La razón constitucional

La razón constitucional

Aunque algunos lamentan lo álgida y ríspida que ha sido la discusión jurídica desatada por la aprobación y veto de la ley que declara parque nacional a Loma Miranda, lo cierto es que ella es clara manifestación del desarrollo en el país de una dogmática constitucional cada día más avanzada, al tiempo que ofrece una magnífica oportunidad para construir un lenguaje jurídico-constitucional compartido no solo por los operadores jurídicos del sistema sino, en sentido general, por todos los miembros de la “sociedad de intérpretes constitucionales” (Haberle), es decir, por todos los ciudadanos que, aparte de los contralores institucionales de la constitucionalidad, se erigen también en intérpretes y defensores de la Constitución.

De las ideas esgrimidas por quienes abogan por la primacía de la decisión política emanada del pueblo sobre el orden institucional encuadrado en la Constitución fruto de la voluntad constituyente popular, en oposición a la posición de quienes entendemos que la Constitución emanada del pueblo establece límites a todos los poderes, incluyendo al poder constituyente popular, se encuentra una que merece particular atención porque de ella se derivan consecuencias que podrían erosionar el Estado Social y Democrático de Derecho y la supremacía constitucional que proclaman los artículo 7 y 6 de la Constitución. Esta idea, magníficamente resumida por Anselmo Muñiz, es la siguiente: “no es cierto que para todos, el resultado de aplicar el test constitucional de proporcionalidad será el mismo”, pues depende de qué derecho valore más el intérprete. En otras palabras, la determinación de si es constitucionalmente válido obligar a que una transfusión de sangre sea realizada a un menor de edad Testigo de Jehová depende de cuál derecho el juez constitucional valora más, o la libertad de cultos o el derecho a la vida.

Con esta afirmación, se dispara un torpedo que se estrella sobre la misma línea de navegación del barco del Estado Constitucional pues la Constitución, consciente de que son posibles y frecuentes los conflictos entre derechos fundamentales, establece que, en caso de tales conflictos, el intérprete debe procurar una interpretación que garantice la armonización de los bienes constitucionales en conflicto (artículo 74.4).

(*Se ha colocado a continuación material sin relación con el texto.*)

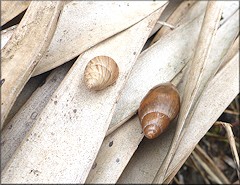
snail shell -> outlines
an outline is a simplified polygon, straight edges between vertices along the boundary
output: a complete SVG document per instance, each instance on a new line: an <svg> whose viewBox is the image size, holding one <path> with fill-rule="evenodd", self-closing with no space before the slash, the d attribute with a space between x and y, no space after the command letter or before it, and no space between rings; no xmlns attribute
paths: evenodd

Si esta armonización, concordancia práctica, balance de intereses, ponderación o proporcionalidad entre los valores, principios y derechos en conflicto –que nuestro Tribunal Constitucional, siguiendo la mejor jurisprudencia constitucional comparada, ha estructurado como “test de razonabilidad”- es arbitraria, si depende exclusivamente de lo que Jaime L. Rodríguez, amparándose en Gadamer, llama justamente la preconcepción del intérprete, es decir, sus prejuicios y precomprensiones de la norma y del caso, entonces, como afirma Rodríguez, habría que concluir qué tan correcto resulta una ponderación como cualquier otra, ya que, como afirma Duncan Kennedy, no hay una “única solución jurídicamente correcta”. En otras palabras, daría lo mismo, desde el punto de vista estrictamente jurídico-constitucional, que un niño Testigo de Jehová muera por no recibir transfusión de sangre como que viva por recibirla.

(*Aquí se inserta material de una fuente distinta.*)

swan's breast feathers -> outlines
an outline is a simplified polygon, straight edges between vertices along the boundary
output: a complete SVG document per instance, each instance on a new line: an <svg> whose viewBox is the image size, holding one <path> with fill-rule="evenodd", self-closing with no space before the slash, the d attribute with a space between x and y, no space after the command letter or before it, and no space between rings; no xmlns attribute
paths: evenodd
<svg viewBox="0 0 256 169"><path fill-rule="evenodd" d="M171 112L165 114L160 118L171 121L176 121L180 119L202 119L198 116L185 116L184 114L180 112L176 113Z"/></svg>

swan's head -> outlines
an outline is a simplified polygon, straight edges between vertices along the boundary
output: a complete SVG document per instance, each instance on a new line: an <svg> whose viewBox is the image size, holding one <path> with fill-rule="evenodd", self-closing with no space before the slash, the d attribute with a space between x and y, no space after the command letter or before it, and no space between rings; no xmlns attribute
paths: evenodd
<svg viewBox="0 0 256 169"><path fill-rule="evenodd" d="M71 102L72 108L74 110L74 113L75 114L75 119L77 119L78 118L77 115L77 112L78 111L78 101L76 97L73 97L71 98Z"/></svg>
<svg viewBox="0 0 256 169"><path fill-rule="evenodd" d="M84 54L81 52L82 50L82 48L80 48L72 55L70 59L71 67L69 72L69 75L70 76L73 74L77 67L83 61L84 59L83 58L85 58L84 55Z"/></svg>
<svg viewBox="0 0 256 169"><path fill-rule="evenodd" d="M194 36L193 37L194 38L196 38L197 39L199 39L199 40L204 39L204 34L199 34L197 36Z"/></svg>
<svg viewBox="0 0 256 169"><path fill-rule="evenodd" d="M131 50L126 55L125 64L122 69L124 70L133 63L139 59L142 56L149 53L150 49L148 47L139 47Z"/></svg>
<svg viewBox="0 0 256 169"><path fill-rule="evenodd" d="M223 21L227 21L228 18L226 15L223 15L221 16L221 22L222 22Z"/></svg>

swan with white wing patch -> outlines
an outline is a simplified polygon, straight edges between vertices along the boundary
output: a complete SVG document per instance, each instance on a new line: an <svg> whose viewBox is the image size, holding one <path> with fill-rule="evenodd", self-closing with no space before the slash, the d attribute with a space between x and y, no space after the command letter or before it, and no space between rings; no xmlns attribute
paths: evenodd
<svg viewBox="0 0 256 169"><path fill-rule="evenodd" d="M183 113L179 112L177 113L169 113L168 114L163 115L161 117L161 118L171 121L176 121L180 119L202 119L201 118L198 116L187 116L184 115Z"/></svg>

Contrario a este criterio, considero que la ponderación contribuye a la seguridad jurídica en la medida en que trata de reducir la indeterminación –que no indeterminabilidad- de los derechos fundamentales. La ponderación, si bien no es “tan racional” que imponga siempre una única solución correcta, tampoco es, como bien afirma Alexy, “tan poco racional” que permita cualquier solución subjetiva de parte del juez. La ponderación evita los juicios basados en simples pálpitos, pues los casos de conflictos decididos por los jueces en base a esta técnica forman parte del acervo al cual se remiten los jueces a la hora de solucionar los casos bajo su jurisdicción, y a partir de los cuales es posible construir reglas susceptibles de universalización. La arbitrariedad en la ponderación no es imputable a la ponderación per se, sino más bien al “mercenarismo argumentativo” (Lopera Mesa) que propicia lo que Rodríguez, citando de nuevo a Kennedy, denomina argumentos de “conveniencia política”. En otras palabras, la arbitrariedad que se le imputa a la ponderación en los hechos no es más que la consecuencia de la falta de una debida ponderación.

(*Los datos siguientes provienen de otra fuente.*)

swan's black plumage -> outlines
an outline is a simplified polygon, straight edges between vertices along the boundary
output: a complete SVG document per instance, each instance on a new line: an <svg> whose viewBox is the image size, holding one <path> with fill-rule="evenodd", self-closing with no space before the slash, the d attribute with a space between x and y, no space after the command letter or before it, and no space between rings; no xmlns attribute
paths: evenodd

Lógicamente una decisión legislativa, ejecutiva o jurisdiccional puede ser bien ponderada, proporcionada o razonable y ser rechazada por la mayoría del pueblo. Para que tal decisión sea aceptada popularmente se requiere un “auditorio universal” (Perelman) compuesto por “personas constitucionales”, es decir, “personas que pueden y están dispuestas a aceptar argumentos razonables o correctos por la razón de que son de hecho razonables o correctos”. Esto presupone “una confianza en la razón toda vez que sin la razón toda la empresa del constitucionalismo democrático sería un arreglo débil” (Alexy). Precisamente, es lo que he dicho, como bien señala Nassef Perdomo: “que la democracia constitucional descansa sobre bases esencialmente racionales”. O lo que es lo mismo: que la razón constitucional impera sobre la “razón populista” (Laclau), por lo menos allí donde suficientes ciudadanos poseen “sentimiento constitucional” (Loewenstein). Por eso, como ha demostrado Tomás-Ramón Fernández, el Estado Constitucional de Derecho se caracteriza porque todos los poderes, y no solo el judicial, deben motivar y dar razones de sus decisiones, deber que se acrecienta cuanta más discrecional es la potestad del órgano que decide y dicta el acto.